1 user likes this post: Mick Cov

#28

Hunting the yellow
Member
From: down a hole
Joined: 20 December 2012
Posts: 1,716
Member
17 July 2018 02:47 am

goldierocks wrote:

I'm no expert, but I would not have thought that slate would be the right rock to explore for trilobites

sometimes yes in victoria but mostly found in siltstone or mudstone witch is a crumbly type of rock and subjected to cracking in the heat and cold.

Last edited by Hunting the yellow (17 July 2018 02:48 am)


born 150 years too late and missed all the gold rushers

#29

Hunting the yellow
Member
From: down a hole
Joined: 20 December 2012
Posts: 1,716
Member
17 July 2018 02:48 am

Mick Cov wrote:
Hunting the yellow wrote:

https://www.prospectingaustralia.com.au … -_copy.jpg

starfish not well developed/formed I find better ones in certain beds.

It goes to show that if you split the rock in the right place you find the fossil...
A couple of mm either side of it and you miss it!

quite right there


born 150 years too late and missed all the gold rushers

#30

Hunting the yellow
Member
From: down a hole
Joined: 20 December 2012
Posts: 1,716
Member
17 July 2018 02:50 am

goldierocks wrote:
Mick Cov wrote:
Hunting the yellow wrote:

https://www.prospectingaustralia.com.au … -_copy.jpg

starfish not well developed/formed I find better ones in certain beds.

It goes to show that if you split the rock in the right place you find the fossil...
A couple of mm either side of it and you miss it!

Fortunately that is usually because fossils lie on bedding planes (old sea or lake floors that they settled on), and many rocks split most easily along those planes

cleavage planes of the strata yes.


born 150 years too late and missed all the gold rushers

#31

goldierocks
Member
Joined: 10 January 2015
Posts: 966
Member
17 July 2018 10:39 am

Hunting the yellow wrote:
goldierocks wrote:
Mick Cov wrote:
Hunting the yellow wrote:

https://www.prospectingaustralia.com.au … -_copy.jpg

starfish not well developed/formed I find better ones in certain beds.

It goes to show that if you split the rock in the right place you find the fossil...
A couple of mm either side of it and you miss it!

Fortunately that is usually because fossils lie on bedding planes (old sea or lake floors that they settled on), and many rocks split most easily along those planes

cleavage planes of the strata yes.

Cleavage and bedding are different things - cleavage forms during later folding.

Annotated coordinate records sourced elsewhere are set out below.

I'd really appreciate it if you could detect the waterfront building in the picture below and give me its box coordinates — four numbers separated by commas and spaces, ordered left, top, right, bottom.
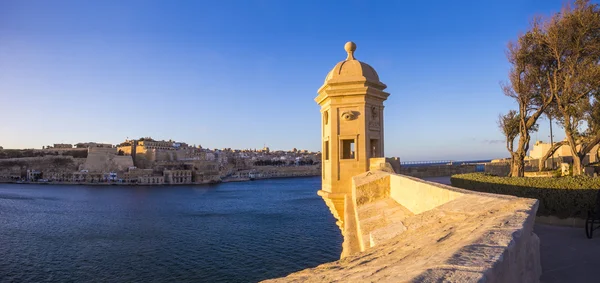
27, 169, 42, 181
529, 140, 600, 167
163, 170, 192, 185
52, 143, 73, 148
137, 176, 165, 185
123, 167, 154, 183
75, 142, 114, 148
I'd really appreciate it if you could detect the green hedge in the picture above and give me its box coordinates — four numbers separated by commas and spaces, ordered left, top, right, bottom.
450, 173, 600, 218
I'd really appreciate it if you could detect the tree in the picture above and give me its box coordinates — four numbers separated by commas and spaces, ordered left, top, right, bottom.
498, 110, 519, 160
502, 20, 553, 177
539, 0, 600, 175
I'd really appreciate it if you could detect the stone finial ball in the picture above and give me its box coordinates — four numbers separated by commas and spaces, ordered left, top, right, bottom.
344, 41, 356, 52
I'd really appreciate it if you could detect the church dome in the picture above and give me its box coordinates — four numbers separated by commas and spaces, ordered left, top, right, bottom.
325, 41, 383, 84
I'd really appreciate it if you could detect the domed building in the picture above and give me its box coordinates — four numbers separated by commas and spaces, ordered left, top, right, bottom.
319, 42, 387, 89
315, 42, 389, 237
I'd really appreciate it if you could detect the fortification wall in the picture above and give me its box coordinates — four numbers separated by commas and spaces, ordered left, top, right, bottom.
398, 164, 477, 178
0, 155, 85, 175
81, 151, 133, 173
269, 172, 541, 282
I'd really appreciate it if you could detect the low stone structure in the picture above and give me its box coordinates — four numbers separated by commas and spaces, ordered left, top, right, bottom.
268, 171, 541, 282
399, 164, 477, 178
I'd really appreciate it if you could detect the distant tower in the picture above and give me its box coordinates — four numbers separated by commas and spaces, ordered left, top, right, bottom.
315, 42, 389, 230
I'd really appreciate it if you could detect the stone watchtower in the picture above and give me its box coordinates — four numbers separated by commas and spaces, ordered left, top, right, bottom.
315, 42, 390, 228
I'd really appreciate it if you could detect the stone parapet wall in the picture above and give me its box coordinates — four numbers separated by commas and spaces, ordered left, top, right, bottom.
270, 172, 541, 282
399, 164, 477, 178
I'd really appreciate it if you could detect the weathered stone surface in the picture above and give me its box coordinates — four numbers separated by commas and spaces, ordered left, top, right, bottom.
270, 175, 541, 282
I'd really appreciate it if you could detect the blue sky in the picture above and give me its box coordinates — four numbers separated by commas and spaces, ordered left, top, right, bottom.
0, 0, 564, 161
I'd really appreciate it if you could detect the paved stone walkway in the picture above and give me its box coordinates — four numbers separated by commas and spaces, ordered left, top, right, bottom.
533, 224, 600, 283
423, 177, 600, 283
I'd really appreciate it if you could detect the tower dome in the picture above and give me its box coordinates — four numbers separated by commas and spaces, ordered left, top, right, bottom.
325, 41, 386, 89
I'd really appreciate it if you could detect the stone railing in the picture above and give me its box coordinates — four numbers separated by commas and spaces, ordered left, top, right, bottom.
264, 171, 541, 282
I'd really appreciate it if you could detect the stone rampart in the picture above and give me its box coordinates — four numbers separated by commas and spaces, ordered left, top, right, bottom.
0, 155, 85, 175
264, 171, 541, 282
399, 164, 477, 178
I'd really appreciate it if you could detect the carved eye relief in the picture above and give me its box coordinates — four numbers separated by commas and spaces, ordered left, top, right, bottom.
371, 106, 378, 119
342, 111, 356, 121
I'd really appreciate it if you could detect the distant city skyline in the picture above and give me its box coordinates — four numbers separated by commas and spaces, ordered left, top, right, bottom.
0, 0, 564, 161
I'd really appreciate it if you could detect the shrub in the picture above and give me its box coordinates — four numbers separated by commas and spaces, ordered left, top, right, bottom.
450, 173, 600, 218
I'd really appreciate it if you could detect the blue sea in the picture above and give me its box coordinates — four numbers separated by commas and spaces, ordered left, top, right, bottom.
0, 177, 342, 282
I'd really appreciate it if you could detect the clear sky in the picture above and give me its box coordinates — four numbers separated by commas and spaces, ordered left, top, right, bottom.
0, 0, 576, 161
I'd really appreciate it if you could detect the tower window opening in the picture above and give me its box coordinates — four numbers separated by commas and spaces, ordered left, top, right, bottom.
341, 139, 355, 159
370, 139, 379, 157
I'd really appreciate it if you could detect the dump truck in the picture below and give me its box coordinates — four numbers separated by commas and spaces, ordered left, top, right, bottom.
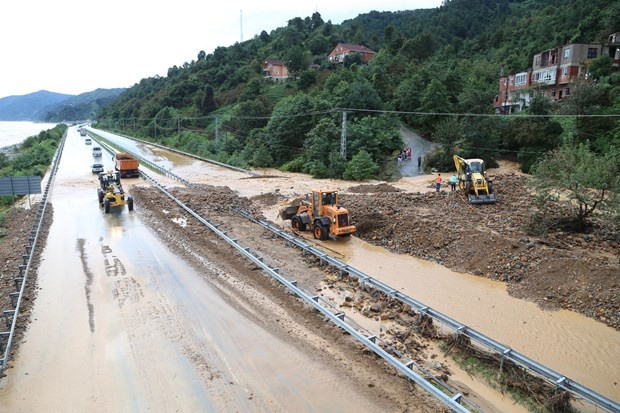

Unfortunately cleavage is often not parallel to bedding, so you need to find where they are parallel. Cleavage is best developed in slates, and in Victoria the folding is so tight that one can find plenty of places where cleavage and bedding are parallel. Cleavage is usually far weaker in coarser grained sedimentary rocks such as siltstones and sandstones, and they more often break along the bedding.


Robert Benchley...
I have kleptomania, but when it gets bad, I take something for it.